Okay, well I think I may have overloaded you with all my thoughts, so I'll let you think and show you some 2D images instead. ;)

This is what we do in our free time....make a Laz-e-Girl chair. :) Kayla is pretty comfy. :)

This is the Mumu. Those are cabbage leaves that the food was wrapped in so that it didn't get all dirty. Technically it was supposed to be banana leaves...but what American grocery store stocks up on those? :) (Actually, there are a few in the pictures believe it or not....but only a few...)

Here was my bunk mate and one of my best friends in the world: Jamie. I love this girl. Her and her nose ring. :)

Tuesday, April 27, 2010

The Village

Yabelewa nanimama anya namale.

Five points for anyone who can correctly guess what that says. I'm guessing you won't be able to...unless you have been to New Tribes Wayumi program or you can speak the Malaumanda tribal language of Papua New Guinea. I learned this sentence today when I went into what they call "the village." Sounds intimidating, huh? Well....it kind of is. Let me set the scene for you.

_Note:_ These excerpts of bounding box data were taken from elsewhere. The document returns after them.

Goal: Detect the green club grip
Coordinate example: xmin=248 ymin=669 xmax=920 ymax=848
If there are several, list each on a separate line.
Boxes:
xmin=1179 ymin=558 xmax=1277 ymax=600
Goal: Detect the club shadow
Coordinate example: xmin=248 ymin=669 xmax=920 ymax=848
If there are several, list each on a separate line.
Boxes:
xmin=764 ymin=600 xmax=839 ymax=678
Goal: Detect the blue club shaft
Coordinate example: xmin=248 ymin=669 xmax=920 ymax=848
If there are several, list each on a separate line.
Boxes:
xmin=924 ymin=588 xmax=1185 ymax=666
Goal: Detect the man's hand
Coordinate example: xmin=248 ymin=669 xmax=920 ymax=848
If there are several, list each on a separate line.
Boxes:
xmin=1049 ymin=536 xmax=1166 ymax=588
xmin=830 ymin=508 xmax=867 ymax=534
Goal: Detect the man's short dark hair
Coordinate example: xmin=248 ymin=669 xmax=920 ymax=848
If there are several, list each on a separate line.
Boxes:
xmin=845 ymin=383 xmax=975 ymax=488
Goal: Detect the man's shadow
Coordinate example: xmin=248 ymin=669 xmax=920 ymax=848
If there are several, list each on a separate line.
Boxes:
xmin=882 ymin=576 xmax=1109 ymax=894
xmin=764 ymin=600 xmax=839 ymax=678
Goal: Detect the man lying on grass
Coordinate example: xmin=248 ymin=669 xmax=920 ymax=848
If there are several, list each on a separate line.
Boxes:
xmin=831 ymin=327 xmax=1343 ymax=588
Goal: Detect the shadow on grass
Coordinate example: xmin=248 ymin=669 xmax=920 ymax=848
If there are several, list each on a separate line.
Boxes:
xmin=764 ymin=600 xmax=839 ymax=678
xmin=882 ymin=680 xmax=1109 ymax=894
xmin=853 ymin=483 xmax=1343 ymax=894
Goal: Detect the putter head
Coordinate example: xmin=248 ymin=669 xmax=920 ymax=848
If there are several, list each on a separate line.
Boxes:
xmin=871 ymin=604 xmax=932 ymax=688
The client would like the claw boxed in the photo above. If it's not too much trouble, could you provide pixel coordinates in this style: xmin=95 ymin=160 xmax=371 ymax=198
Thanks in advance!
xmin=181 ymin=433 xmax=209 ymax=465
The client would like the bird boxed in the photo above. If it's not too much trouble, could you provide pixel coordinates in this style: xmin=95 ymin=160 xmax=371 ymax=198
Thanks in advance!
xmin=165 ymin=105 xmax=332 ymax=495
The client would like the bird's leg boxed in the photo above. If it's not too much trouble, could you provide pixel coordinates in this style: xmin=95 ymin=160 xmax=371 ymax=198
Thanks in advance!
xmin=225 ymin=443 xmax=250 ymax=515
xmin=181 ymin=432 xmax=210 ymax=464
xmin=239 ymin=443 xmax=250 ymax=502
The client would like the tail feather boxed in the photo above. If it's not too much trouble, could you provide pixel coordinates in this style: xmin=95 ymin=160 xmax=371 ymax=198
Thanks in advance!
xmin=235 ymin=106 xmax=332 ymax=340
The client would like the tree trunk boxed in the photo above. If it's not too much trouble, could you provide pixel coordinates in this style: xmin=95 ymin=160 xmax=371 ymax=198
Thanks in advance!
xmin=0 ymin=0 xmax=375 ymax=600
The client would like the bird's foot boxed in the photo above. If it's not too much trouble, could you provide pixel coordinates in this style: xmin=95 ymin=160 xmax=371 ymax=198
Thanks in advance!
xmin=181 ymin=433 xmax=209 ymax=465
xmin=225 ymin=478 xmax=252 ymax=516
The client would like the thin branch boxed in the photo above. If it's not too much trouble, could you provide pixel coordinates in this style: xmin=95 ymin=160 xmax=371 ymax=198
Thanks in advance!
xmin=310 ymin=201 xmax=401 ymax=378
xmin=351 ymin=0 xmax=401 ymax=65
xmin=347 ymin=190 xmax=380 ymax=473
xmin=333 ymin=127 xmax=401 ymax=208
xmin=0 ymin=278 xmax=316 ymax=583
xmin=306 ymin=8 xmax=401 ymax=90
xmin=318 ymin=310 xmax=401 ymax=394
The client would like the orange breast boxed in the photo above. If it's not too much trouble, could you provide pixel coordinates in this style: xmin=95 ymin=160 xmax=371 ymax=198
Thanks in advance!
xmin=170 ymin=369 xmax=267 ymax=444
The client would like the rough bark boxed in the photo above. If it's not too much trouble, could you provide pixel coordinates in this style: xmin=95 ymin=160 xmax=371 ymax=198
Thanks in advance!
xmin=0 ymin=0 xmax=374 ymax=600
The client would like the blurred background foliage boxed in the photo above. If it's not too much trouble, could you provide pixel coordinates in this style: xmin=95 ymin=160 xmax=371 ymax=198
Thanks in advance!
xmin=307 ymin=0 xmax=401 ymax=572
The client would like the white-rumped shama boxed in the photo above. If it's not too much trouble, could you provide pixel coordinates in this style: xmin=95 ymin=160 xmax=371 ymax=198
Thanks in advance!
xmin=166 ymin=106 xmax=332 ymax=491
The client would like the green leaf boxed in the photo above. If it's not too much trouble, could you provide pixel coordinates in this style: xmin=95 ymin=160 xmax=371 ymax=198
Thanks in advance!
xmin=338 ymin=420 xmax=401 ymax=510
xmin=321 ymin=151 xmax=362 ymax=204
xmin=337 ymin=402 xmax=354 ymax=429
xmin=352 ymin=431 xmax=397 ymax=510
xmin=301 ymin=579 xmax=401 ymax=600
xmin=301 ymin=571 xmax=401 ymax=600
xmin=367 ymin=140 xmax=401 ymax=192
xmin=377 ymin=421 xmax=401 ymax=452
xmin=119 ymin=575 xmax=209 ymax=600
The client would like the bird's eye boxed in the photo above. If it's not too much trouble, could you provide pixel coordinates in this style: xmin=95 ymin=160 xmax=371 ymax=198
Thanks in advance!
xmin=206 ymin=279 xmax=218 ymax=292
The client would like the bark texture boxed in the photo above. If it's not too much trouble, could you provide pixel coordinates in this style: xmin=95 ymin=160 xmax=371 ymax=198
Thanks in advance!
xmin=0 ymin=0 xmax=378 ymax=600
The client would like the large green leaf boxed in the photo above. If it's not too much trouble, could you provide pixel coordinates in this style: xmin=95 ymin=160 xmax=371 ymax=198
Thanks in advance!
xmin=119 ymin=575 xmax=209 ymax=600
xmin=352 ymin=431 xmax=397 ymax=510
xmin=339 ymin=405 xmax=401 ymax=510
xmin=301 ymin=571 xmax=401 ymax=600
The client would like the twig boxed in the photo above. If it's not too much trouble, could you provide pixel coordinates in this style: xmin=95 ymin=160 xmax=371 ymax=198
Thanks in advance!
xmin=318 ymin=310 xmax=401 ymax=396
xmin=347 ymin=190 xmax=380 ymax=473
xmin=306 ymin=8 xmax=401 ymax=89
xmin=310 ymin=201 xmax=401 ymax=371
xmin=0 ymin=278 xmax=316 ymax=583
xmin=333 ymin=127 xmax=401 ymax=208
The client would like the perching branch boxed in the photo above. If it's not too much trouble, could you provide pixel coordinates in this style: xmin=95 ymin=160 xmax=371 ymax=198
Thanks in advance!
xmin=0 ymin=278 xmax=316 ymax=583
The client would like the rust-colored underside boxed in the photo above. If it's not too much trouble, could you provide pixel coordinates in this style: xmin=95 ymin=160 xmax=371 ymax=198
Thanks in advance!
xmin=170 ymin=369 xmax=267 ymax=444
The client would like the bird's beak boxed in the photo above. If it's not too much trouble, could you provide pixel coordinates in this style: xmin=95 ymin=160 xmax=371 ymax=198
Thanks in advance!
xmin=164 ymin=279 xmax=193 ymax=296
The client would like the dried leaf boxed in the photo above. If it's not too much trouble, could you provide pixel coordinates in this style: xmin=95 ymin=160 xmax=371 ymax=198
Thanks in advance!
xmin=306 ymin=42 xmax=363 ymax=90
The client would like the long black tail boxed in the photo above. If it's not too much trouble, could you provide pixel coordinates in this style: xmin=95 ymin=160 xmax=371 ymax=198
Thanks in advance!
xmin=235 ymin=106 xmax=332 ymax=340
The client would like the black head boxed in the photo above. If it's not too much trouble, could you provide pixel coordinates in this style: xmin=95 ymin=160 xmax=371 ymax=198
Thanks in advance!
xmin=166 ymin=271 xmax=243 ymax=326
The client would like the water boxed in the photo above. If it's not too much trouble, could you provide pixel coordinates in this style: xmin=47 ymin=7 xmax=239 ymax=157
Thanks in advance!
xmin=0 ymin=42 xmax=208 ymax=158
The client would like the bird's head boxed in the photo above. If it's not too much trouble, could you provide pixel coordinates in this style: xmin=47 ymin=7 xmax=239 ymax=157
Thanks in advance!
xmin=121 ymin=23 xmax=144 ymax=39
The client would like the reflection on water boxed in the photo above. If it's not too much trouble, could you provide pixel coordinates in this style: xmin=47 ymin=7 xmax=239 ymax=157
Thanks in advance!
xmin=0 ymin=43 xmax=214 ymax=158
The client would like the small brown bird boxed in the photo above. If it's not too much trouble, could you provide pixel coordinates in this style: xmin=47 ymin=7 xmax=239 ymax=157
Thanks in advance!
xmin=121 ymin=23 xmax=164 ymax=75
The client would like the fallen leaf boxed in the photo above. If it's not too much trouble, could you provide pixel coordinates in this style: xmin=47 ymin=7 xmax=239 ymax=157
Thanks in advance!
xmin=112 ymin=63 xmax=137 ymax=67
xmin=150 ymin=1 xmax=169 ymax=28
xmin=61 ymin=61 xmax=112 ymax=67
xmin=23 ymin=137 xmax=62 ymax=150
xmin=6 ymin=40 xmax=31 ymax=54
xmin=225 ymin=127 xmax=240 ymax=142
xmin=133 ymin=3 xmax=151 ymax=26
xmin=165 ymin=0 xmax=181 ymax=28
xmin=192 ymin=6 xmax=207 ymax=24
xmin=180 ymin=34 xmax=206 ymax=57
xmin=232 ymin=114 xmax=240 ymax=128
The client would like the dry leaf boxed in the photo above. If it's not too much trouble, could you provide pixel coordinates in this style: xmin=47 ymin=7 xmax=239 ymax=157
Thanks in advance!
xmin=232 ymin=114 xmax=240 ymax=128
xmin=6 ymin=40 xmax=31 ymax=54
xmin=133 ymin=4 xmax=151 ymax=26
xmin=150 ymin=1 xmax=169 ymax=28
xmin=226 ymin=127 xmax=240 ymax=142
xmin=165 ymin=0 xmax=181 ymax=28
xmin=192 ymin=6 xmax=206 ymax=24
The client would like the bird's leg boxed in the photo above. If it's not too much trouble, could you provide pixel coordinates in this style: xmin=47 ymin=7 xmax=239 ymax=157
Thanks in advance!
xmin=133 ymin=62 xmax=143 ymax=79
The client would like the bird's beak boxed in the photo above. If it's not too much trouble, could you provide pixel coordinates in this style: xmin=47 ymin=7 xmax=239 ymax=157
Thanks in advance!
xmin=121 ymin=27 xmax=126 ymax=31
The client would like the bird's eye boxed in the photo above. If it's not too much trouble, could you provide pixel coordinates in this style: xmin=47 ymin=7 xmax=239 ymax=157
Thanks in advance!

You walk through two double doors into a dark, smoky room. Lots of high-pitched noises come from all around you, all words that you do not understand. You're in some sort of a grass hut and there's a tribal man in traditional headdress and facepaint sitting on the floor sharpening his machete. Is it safe to sit? If you do, you're sitting close to this tribal man who, mind you, is SHARPENING his machete (cannibal???) and the only place to sit is close to the fire on the floor. Not really typical American greeting. The only phrase you know is "How are you?" and that won't really get you too far learning the language or building a relationship with this unusual fellow sitting by his fire. He looks up, sees you, and mumbles something in a language you don't understand. You sit down and he goes about his business as if you weren't even there. How do you build a relationship? How do you learn his language? How do you learn his culture? What are you supposed to do?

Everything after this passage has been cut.